I’m late with this week’s post, for two reasons. First, I was away on Saturday; we took a day trip to New York to see Anything Goes on Broadway. It was a great show and I’m still tapping my toes! Second, as we all know, blogging about books often takes time away from actually reading them, and I was hell-bent on finishing my current book. So here I am, late on Sunday afternoon, writing a review for my Sunday Salon post. Enjoy!
The Little Stranger is a good old-fashioned gothic mystery set in the 1940s, in an old and stately English house which is just as much a character as the Ayers family who inhabits it. We first “meet” Hundreds Hall through Robert Faraday, a local doctor whose mother worked in service at Hundreds when he was young. Some thirty years later, he is called out to care for one of the maids, who has fallen ill. There he also meets Mrs. Ayers and her adult children, Roderick and Caroline. The family has come on hard times since Mrs. Ayers became a widow. Roderick is struggling to cope with the estate he inherited. Money is scarce, and the family has been faced with difficult decisions to make ends meet.

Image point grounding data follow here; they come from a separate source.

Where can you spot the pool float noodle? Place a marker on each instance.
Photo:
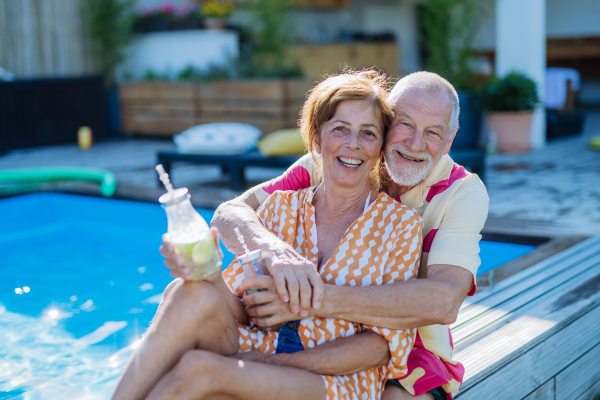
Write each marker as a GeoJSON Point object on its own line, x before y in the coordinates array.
{"type": "Point", "coordinates": [106, 178]}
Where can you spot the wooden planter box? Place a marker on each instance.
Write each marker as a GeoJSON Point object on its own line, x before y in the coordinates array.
{"type": "Point", "coordinates": [166, 109]}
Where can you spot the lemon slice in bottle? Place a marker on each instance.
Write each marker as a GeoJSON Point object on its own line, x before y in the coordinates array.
{"type": "Point", "coordinates": [203, 251]}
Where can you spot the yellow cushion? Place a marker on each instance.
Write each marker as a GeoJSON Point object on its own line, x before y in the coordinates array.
{"type": "Point", "coordinates": [282, 143]}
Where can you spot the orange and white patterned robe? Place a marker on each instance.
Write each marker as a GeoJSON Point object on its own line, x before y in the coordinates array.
{"type": "Point", "coordinates": [382, 246]}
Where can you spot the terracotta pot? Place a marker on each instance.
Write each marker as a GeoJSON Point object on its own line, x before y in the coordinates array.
{"type": "Point", "coordinates": [512, 129]}
{"type": "Point", "coordinates": [214, 23]}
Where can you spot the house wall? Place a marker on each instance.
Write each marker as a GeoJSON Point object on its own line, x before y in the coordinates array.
{"type": "Point", "coordinates": [564, 18]}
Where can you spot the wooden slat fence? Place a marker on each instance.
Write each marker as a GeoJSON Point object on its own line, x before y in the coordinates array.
{"type": "Point", "coordinates": [43, 38]}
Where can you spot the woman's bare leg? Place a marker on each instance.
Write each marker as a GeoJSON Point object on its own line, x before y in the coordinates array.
{"type": "Point", "coordinates": [192, 316]}
{"type": "Point", "coordinates": [204, 375]}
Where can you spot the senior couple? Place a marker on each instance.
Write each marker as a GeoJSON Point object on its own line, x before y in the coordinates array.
{"type": "Point", "coordinates": [375, 204]}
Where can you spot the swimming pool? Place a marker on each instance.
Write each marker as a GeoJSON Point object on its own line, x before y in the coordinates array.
{"type": "Point", "coordinates": [81, 281]}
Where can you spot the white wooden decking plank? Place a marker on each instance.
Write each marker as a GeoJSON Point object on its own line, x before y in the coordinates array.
{"type": "Point", "coordinates": [544, 392]}
{"type": "Point", "coordinates": [571, 255]}
{"type": "Point", "coordinates": [526, 373]}
{"type": "Point", "coordinates": [580, 376]}
{"type": "Point", "coordinates": [591, 393]}
{"type": "Point", "coordinates": [463, 329]}
{"type": "Point", "coordinates": [508, 301]}
{"type": "Point", "coordinates": [527, 328]}
{"type": "Point", "coordinates": [537, 272]}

Dr. Faraday offers to treat Roderick’s war injury with an experimental procedure, free of charge. And thus he inserts himself into the life of Hundreds Hall, and gets all up in their business. He worries endlessly about Mrs. Ayers, and begins to fancy Caroline. At least that’s what he tells us, because Robert is the story’s narrator. He spends more and more time at Hundreds Hall. When Mrs. Ayers decides to give a party, the first in years, he finds himself on the guest list — unusual due to their different social classes. Things begin to unravel at the party, when the family dog Gyp bites a young guest and leaves her severely disfigured. Progressively weirder things happen, with progressively greater impact on the emotional well-being of the Ayers family members. And Hundreds Hall falls into an even greater state of disrepair. It appears some sort of ghost is terrorizing the household, and it’s very creepy indeed.
I was constantly torn while reading this book. My literary mind wanted to believe there was a ghost because after all, this is a gothic mystery/ghost story. My rational, analytical side dismissed that as nonsense and looked for a rational, analytical cause for all these mishaps. When I finished the book, I still wasn’t sure. The ending is such that Waters might have given me the rational answer, which gave the story a chilling psychological thriller angle. Or she didn’t, and there was just a lot of inexplicable weird and creepy stuff going on.
If I could rewrite the ending, I know what I’d do. But I can’t tell you; you’ll have to read this book and form your own conclusions. I ended up docking my rating 1/2 star because it all left me rather frustrated.